Prayers for Alaskans

*Update: We are collecting donations through the parish to send for immediate help to Bishop Alexie and the OCA diocese of Alaska. Please send your donations in to our usual St. Aidan auto transfer e-mail address of [email protected] and mark them “Alaska” and we will collect them and send them through to our Archdiocese to send to Alaska. This way we can issue you a charitable tax receipt for the end of the year. Alternately or in addition, Simon from the Sacred Alaska film has sent us a “Go Fund Me” which we can also use to help Fr. Noah personally.*

Please pray and help support our suffering Alaskan Christian brothers and sisters.

Archbishop of Sitka and Alaska wrote the following to Metropolitan Tikhon and Archbishop Irénée, who then sent it on with encouragements to keep the suffering in your prayers:

“I write with gratitude and fraternal love in Christ to thank Your Beatitude for calling the Church to prayer following the devastating storm that has struck our people in western Alaska. I am also deeply thankful to each of you, my brothers, for keeping the diocese and especially those displaced and those still unaccounted for close to your hearts and in your prayers during these difficult days.

Over the past seventy-two hours, my office has received numerous reports of the terrible conditions on the ground following the destruction caused by Typhoon Halong. While the worst of the storm has now passed, many villages remain inundated by floodwaters and without basic infrastructure. At this time, one death has been confirmed, and at least five individuals are still missing. The villages of Kwig, Kong, and Tunt were among the most severely impacted; tragically, the temples in Kwig and Tunt were washed away by the river’s surge.

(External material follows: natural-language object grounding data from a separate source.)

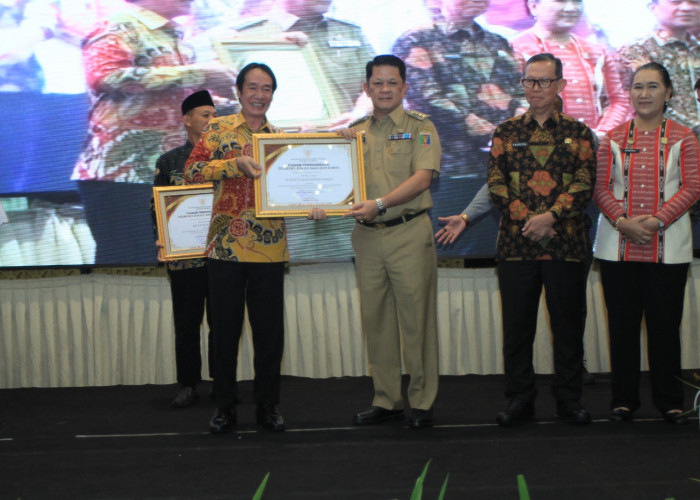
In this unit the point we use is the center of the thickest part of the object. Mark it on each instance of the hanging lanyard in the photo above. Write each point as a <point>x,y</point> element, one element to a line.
<point>663,141</point>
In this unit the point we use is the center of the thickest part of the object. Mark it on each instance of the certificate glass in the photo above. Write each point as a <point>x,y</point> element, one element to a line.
<point>182,216</point>
<point>298,68</point>
<point>305,171</point>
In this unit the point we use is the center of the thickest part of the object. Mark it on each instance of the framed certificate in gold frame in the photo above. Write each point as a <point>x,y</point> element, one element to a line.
<point>182,217</point>
<point>305,171</point>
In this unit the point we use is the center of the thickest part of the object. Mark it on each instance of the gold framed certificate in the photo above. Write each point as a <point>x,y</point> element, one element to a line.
<point>305,171</point>
<point>182,216</point>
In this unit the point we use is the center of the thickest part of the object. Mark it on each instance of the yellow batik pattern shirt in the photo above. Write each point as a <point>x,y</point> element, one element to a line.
<point>235,233</point>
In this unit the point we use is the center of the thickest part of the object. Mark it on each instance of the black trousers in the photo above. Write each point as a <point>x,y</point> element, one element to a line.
<point>189,289</point>
<point>520,284</point>
<point>260,286</point>
<point>633,289</point>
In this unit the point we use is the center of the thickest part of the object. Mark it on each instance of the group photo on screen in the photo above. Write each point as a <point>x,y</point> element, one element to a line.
<point>92,93</point>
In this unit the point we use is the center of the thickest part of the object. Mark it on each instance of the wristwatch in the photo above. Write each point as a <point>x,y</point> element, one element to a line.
<point>381,209</point>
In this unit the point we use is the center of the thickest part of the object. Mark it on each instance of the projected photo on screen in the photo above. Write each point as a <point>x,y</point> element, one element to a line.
<point>91,93</point>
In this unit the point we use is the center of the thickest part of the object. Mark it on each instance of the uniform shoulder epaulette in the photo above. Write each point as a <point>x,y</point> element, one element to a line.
<point>417,115</point>
<point>359,120</point>
<point>249,23</point>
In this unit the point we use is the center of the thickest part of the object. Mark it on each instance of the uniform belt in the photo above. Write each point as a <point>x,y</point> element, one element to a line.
<point>393,222</point>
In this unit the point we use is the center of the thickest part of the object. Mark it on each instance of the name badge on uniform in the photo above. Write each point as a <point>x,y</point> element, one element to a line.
<point>344,44</point>
<point>424,139</point>
<point>400,137</point>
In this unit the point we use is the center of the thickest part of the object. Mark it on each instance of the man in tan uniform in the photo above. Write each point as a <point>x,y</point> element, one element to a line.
<point>396,263</point>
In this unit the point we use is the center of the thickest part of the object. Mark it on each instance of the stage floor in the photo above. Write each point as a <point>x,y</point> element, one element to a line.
<point>127,442</point>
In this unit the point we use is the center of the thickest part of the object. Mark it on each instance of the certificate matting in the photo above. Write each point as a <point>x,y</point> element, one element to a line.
<point>305,171</point>
<point>182,217</point>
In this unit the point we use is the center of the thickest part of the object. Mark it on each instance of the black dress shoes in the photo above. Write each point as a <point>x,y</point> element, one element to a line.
<point>573,412</point>
<point>187,396</point>
<point>223,420</point>
<point>518,410</point>
<point>420,419</point>
<point>621,414</point>
<point>676,417</point>
<point>269,418</point>
<point>587,378</point>
<point>376,415</point>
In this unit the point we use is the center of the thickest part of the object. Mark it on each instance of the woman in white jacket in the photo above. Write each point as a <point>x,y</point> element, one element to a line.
<point>647,178</point>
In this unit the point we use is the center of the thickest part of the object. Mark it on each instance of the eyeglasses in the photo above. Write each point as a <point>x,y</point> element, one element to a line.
<point>544,83</point>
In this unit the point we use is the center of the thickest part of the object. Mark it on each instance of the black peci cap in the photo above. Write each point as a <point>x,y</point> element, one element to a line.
<point>200,98</point>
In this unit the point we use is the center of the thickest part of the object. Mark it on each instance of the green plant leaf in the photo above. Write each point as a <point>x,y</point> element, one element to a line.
<point>441,496</point>
<point>418,488</point>
<point>261,488</point>
<point>522,488</point>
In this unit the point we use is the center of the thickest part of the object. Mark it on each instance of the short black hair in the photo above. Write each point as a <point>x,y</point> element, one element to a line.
<point>386,60</point>
<point>240,79</point>
<point>547,57</point>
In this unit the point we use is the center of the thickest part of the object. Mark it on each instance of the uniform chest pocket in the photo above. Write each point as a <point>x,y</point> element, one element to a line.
<point>404,147</point>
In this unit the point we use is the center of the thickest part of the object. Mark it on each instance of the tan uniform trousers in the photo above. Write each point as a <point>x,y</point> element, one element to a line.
<point>396,271</point>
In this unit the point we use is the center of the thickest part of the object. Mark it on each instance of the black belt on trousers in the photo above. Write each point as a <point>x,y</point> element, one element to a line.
<point>392,222</point>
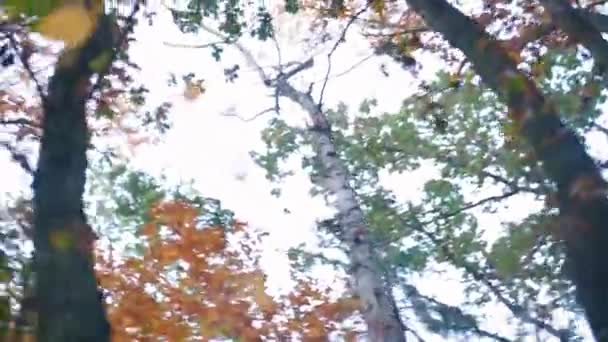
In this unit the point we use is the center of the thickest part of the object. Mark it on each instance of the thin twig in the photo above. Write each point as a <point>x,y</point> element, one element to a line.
<point>20,122</point>
<point>335,47</point>
<point>256,116</point>
<point>193,46</point>
<point>130,21</point>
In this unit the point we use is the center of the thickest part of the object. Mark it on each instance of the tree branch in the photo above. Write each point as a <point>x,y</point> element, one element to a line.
<point>577,27</point>
<point>340,40</point>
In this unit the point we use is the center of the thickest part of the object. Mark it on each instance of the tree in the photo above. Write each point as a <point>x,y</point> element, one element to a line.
<point>579,183</point>
<point>193,273</point>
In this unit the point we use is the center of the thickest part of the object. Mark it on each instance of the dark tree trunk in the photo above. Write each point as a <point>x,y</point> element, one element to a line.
<point>69,306</point>
<point>581,188</point>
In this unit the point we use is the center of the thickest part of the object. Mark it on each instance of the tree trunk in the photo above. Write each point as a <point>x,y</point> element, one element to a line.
<point>69,305</point>
<point>378,306</point>
<point>581,188</point>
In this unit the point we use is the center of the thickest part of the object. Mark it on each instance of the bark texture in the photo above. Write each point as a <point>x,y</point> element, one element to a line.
<point>379,308</point>
<point>581,188</point>
<point>69,305</point>
<point>577,26</point>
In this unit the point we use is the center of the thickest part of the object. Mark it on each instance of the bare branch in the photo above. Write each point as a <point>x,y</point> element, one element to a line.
<point>349,69</point>
<point>129,25</point>
<point>18,157</point>
<point>252,118</point>
<point>596,3</point>
<point>20,122</point>
<point>193,46</point>
<point>335,47</point>
<point>487,280</point>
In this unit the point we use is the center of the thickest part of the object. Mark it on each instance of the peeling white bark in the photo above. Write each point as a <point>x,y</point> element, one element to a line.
<point>378,306</point>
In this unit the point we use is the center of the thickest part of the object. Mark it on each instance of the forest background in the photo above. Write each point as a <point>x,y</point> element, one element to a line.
<point>235,180</point>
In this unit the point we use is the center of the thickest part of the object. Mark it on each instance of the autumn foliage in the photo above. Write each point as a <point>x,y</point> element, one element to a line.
<point>199,283</point>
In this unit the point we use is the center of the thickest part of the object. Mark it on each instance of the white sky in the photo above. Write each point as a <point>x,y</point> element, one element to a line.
<point>214,150</point>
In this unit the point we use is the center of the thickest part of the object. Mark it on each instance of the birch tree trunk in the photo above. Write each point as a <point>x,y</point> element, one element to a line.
<point>378,305</point>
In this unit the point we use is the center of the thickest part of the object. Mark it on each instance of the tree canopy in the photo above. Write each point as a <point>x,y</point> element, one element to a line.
<point>488,178</point>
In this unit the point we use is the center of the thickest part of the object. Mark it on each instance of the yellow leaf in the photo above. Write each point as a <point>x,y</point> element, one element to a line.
<point>71,24</point>
<point>193,90</point>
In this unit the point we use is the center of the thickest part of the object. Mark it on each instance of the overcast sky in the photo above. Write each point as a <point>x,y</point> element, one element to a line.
<point>213,149</point>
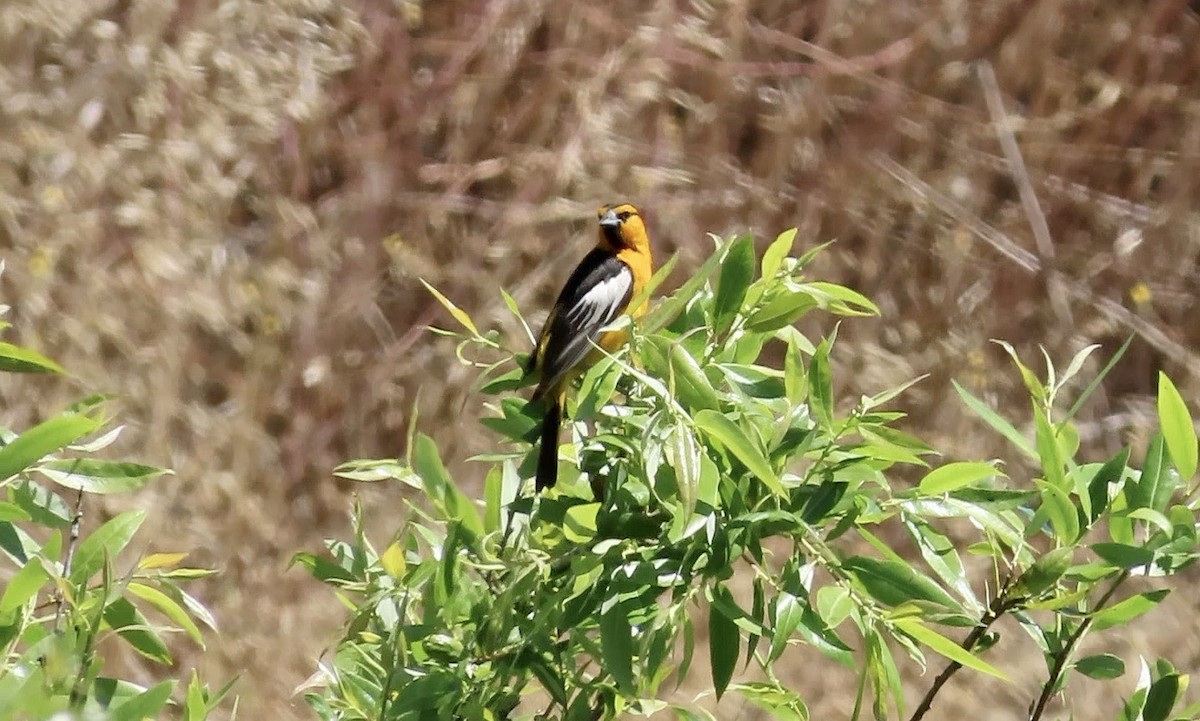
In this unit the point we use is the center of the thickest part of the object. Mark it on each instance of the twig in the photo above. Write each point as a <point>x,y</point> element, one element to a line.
<point>72,541</point>
<point>1025,187</point>
<point>1000,606</point>
<point>1060,661</point>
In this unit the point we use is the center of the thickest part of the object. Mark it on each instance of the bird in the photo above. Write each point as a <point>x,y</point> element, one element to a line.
<point>600,289</point>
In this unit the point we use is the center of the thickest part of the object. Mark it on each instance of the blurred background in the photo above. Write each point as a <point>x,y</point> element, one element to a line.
<point>219,211</point>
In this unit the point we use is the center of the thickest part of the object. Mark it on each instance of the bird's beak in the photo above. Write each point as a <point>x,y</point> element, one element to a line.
<point>610,220</point>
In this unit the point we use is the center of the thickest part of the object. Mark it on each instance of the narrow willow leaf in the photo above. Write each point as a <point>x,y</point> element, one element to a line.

Approximately forty percent of the affected communities are Orthodox, and of those completely destroyed, two are our own.

Among those suffering is Priest Noah Andrew, who, together with his Matushka, was at home when their house was torn from its foundation and carried them a mile downstream. Clinging to a rope and an icon of the Mother of God they survived and are now sheltering with hundreds of others in the village school. We are doing all we can to support them and the faithful in these afflicted communities.

I will continue to keep the Holy Synod informed as more information becomes available. In the meantime, I humbly ask for your continued prayers and remembrance of the diocese and for the safe return of those still missing, and for the consolation and steadfast faith of those who now find themselves without homes, churches, and livelihoods.”